Actually, both types of problems are being taught in our high schools today. (In fact, more calculus and college-level math, such as linear algebra, is being taught in high schools today than has been taught in the American public schools ever before.) It would be more fair to compare that final stats problem in IMP to the final problem given to a student from the 1930s who wasn't on the "calculus track". I'd be happy to be proven wrong, but I'd guess that the IMP problem better serves the population of students who does not continue with math courses than whatever used to be taught.

Unfortunately, though, students who only use the four year IMP aren't getting calculus. I'm concerned that readiness for high school calculus a la Dolciani is declining with the rise of Reform Math, and being replaced by what some mathematicians call "cookbook calculus" (and cookbook linear algebra?): calculus without the proofs and the deep understanding of limits, etc.

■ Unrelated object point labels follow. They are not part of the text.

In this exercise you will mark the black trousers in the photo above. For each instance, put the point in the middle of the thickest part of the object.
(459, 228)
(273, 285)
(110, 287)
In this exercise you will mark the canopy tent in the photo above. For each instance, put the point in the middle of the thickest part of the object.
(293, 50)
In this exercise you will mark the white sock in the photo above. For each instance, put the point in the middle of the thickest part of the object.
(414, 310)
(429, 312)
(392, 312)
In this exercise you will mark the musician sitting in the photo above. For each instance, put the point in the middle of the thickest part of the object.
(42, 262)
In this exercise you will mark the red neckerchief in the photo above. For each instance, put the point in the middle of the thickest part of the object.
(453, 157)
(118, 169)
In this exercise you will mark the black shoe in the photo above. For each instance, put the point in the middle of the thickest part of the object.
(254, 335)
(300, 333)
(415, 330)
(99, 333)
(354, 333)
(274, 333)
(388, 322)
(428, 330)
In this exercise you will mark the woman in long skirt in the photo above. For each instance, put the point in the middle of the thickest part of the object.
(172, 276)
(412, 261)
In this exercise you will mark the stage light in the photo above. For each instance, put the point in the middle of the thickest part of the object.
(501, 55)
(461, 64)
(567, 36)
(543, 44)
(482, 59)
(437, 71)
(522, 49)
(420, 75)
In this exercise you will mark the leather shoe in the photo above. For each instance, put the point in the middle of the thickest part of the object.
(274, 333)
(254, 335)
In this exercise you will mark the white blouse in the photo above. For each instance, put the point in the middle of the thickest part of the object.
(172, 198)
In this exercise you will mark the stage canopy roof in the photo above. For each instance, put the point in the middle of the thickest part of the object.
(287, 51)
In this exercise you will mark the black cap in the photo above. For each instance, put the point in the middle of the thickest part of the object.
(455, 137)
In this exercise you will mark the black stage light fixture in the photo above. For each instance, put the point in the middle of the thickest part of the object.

Wrt to the ideal ratio of statistics to calculus in high school math:

I wish ALL students (with rare exceptions - obviously the kids who can't add would be better off learning addition) would get what is considered a one semester college course in statistics (for non-STEM majors) in middle school (really, it's not too hard for middle school if you spread it out over a year instead of a semester). But, high school would be fine too. Calculus... more optional. As long as kids have a thorough preparation in algebra, trig, and geometry, they can take calculus in college and still be fine, even if they're majoring in engineering.

But ALL kids will be allowed to vote once they turn 18 and do other important stuff that requires an understanding of statistics, and studies have shown that even the majority of medical doctors have very little understanding of statistics (e.g. how the percentages of false positives and false negatives impact the meaning of diagnostic test outcomes).